An individual complained that a web-centred company, with which she had an e-mail account, did not: adequately protect her personal information (she alleged that her e-mail account had been improperly accessed); provide her with a satisfactory explanation when she tried to resolve her concerns; or give her access to the personal information she had requested.

In making her determinations, the Assistant Privacy Commissioner deliberated as follows:

Access complaint

The company refused the complainant's request in writing, as per subsection 8(7), and indicated that she would need to subpoena the information. The company's reluctance to release the IP addresses was based in part on the fact that it is typically law enforcement officials or lawyers who request this information, and not clients.
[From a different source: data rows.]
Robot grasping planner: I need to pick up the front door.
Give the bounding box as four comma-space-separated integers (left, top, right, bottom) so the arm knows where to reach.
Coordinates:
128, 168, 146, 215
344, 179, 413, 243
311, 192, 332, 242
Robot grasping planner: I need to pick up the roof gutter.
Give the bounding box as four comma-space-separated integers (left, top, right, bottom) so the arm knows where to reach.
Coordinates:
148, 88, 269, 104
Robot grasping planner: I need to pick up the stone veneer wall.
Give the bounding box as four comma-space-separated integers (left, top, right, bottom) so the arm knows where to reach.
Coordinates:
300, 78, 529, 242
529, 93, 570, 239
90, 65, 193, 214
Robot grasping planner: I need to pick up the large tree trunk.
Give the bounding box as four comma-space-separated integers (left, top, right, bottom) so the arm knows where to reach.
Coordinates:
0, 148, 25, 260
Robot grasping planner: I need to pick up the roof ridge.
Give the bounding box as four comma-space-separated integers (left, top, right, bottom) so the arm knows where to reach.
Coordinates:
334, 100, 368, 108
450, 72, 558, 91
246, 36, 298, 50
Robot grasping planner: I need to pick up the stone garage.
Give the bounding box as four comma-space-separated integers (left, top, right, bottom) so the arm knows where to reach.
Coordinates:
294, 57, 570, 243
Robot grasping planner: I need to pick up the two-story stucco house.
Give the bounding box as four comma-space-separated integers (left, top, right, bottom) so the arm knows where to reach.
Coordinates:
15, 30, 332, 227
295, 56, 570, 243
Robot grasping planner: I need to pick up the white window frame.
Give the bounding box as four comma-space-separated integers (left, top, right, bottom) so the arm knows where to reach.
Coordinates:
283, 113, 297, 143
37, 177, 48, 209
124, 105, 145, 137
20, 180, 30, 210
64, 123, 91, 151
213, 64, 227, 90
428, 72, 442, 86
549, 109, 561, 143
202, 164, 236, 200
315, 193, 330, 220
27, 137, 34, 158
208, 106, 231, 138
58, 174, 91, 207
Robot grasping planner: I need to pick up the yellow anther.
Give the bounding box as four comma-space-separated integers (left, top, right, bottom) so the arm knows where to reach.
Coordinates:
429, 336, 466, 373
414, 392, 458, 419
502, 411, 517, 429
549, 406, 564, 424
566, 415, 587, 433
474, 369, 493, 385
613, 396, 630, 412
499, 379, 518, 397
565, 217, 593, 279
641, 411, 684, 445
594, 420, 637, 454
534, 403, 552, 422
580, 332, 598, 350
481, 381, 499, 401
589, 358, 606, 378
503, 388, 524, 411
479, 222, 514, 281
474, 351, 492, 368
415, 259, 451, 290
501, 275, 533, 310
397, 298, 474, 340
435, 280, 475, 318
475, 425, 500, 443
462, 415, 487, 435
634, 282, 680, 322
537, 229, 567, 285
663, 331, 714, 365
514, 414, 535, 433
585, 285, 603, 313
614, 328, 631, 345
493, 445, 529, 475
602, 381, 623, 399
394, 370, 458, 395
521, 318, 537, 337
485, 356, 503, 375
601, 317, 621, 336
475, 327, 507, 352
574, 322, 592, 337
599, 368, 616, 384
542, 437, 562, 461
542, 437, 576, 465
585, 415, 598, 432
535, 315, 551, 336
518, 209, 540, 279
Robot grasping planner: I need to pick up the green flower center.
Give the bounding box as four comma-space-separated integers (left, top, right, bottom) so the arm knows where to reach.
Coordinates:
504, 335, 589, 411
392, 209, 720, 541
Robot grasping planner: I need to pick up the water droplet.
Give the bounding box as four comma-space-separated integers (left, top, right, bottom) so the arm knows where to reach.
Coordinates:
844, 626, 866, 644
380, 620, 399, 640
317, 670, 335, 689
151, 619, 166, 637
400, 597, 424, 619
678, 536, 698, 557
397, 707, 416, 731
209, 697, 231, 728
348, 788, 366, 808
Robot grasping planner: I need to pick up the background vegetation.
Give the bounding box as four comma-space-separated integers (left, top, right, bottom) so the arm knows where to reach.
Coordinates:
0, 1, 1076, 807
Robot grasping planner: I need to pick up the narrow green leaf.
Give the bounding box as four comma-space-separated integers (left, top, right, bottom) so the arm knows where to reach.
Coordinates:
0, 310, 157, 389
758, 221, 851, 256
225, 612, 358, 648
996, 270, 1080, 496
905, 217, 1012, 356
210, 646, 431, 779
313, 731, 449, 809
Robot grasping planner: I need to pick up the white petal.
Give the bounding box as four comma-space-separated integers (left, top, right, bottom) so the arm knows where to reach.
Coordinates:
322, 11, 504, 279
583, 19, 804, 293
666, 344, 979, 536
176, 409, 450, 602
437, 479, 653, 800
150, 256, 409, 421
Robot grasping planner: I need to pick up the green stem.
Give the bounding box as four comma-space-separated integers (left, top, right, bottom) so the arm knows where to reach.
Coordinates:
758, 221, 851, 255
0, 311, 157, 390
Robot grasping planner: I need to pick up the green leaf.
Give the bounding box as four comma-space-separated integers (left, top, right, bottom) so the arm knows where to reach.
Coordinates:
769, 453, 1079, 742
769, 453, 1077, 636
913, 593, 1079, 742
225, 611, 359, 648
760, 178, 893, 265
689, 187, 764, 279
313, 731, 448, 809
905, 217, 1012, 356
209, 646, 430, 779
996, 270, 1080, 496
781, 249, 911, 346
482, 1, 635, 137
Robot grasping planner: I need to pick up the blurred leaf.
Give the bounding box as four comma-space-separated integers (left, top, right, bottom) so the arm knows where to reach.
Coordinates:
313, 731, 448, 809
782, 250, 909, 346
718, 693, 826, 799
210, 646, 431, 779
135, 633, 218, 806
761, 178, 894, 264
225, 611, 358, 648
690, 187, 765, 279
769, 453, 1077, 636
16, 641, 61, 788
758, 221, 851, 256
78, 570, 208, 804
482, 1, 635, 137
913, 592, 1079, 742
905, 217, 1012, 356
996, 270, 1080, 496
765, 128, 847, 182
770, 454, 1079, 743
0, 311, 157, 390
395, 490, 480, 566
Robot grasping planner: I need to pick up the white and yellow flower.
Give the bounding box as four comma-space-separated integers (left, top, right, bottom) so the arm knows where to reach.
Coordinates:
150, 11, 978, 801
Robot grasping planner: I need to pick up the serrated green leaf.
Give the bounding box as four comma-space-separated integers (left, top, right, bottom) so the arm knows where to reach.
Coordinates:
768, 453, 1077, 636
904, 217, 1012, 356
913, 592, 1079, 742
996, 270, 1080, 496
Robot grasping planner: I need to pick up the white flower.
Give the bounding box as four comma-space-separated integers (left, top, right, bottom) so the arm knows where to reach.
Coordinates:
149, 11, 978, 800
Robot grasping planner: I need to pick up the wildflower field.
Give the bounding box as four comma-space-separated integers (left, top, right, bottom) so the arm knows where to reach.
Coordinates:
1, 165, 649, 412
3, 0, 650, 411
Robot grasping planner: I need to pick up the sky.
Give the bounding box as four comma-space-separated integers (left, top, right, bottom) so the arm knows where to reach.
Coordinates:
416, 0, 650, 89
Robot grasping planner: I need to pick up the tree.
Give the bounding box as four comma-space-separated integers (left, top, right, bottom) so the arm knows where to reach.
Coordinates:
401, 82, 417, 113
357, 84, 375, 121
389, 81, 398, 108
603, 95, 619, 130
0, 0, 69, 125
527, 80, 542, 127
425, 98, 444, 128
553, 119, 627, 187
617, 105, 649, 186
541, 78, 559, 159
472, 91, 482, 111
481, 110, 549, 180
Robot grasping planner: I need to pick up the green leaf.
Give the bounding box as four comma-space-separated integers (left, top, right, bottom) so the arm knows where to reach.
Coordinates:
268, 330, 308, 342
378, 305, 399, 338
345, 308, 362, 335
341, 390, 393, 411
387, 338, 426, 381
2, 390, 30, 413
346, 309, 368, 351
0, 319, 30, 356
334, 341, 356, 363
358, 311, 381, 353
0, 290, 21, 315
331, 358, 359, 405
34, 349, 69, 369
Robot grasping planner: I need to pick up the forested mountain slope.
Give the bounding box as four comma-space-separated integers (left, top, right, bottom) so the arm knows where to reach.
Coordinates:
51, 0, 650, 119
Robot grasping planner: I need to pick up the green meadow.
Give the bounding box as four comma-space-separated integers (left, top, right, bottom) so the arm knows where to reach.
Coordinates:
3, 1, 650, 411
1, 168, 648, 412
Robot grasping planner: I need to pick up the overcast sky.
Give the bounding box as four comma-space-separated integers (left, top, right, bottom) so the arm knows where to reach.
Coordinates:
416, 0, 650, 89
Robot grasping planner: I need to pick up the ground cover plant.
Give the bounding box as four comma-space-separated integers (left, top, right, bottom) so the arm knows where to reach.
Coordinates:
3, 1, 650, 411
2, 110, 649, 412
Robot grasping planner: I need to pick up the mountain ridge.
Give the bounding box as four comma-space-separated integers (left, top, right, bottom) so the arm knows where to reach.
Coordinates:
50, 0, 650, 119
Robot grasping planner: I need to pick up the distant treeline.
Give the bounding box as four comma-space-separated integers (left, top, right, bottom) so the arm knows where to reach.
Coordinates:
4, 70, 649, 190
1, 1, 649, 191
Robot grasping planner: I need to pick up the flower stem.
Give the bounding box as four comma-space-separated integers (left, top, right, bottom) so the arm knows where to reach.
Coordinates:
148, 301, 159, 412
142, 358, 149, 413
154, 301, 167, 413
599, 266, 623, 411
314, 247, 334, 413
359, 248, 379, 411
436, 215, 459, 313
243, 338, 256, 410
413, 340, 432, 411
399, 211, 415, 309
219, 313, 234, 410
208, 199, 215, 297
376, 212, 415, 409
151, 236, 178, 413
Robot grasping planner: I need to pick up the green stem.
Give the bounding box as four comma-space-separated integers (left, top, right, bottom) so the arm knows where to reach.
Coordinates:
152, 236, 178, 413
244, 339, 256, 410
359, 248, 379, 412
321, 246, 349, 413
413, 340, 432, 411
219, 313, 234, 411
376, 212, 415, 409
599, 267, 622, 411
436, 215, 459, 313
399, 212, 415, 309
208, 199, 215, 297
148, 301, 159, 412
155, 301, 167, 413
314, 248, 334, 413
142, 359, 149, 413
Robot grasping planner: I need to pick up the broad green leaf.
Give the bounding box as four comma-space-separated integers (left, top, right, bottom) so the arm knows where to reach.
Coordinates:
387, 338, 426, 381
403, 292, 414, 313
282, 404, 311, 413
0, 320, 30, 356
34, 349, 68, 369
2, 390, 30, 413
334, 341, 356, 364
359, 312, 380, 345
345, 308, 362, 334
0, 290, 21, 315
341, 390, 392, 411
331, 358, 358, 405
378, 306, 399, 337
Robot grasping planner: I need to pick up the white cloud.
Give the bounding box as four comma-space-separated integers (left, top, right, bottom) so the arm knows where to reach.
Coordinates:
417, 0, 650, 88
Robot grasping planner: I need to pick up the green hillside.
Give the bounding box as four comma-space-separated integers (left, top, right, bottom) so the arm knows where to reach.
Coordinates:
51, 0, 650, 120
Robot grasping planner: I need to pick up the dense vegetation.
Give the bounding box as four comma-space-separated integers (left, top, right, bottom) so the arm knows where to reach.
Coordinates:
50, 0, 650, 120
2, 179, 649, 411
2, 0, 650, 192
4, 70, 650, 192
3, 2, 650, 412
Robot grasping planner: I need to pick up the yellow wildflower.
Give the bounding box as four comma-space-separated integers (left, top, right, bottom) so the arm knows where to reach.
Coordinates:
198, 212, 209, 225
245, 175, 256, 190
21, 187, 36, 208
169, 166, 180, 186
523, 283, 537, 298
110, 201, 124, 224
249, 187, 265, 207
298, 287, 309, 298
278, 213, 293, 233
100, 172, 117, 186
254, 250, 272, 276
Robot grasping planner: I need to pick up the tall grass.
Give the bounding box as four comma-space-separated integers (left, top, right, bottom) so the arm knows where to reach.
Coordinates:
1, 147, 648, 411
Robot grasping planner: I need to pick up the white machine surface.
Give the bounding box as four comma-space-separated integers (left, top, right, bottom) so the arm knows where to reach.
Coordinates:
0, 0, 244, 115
The company was also concerned that such information could lead to incorrect conclusions on the part of the requester (in other words, he or she might get the impression that a number of individuals are changing his or her password, for example, when in fact the IP address may be linked to the account holder's computer only).

The Assistant Commissioner was satisfied that the complainant had been given access to her personal information, in accordance with Principle 4.9 and therefore concluded that the access complaint was resolved.

Safeguard complaint

The Assistant Commissioner reviewed the company's measures for changing the password. She noted that the information that is requested, which is matched to the information provided at registration, may be information that is known by another individual close to the account holder. A challenge question, which is selected by the account holder when the account is set up, is then posed.

The Assistant Commissioner noted that while organizations are responsible for protecting the personal information in their possession, there is some onus on the individual to protect his or her own personal information. It was therefore difficult for the Assistant Commissioner to hold the company accountable, when the complainant had not taken the company's advice to fully protect her own personal information. The Assistant Commissioner deemed the company's measures reasonable and found that the company was not in contravention of Principle 4.7 and concluded that the safeguards complaint was not well-founded.

Compliance complaint

The Assistant Commissioner commented that the privacy officer still has ultimate responsibility, regardless of whether a complainant has followed what staff have told him or her to do, or not. In this case, the complainant had specifically requested the name and telephone number of the person to whom she could escalate the matter. It was at that point that the employees who had been dealing with her should have brought the matter to the attention of the company's privacy officer. She therefore found that the company was not in compliance with Principle 4.10 and concluded that the compliance complaint was well-founded.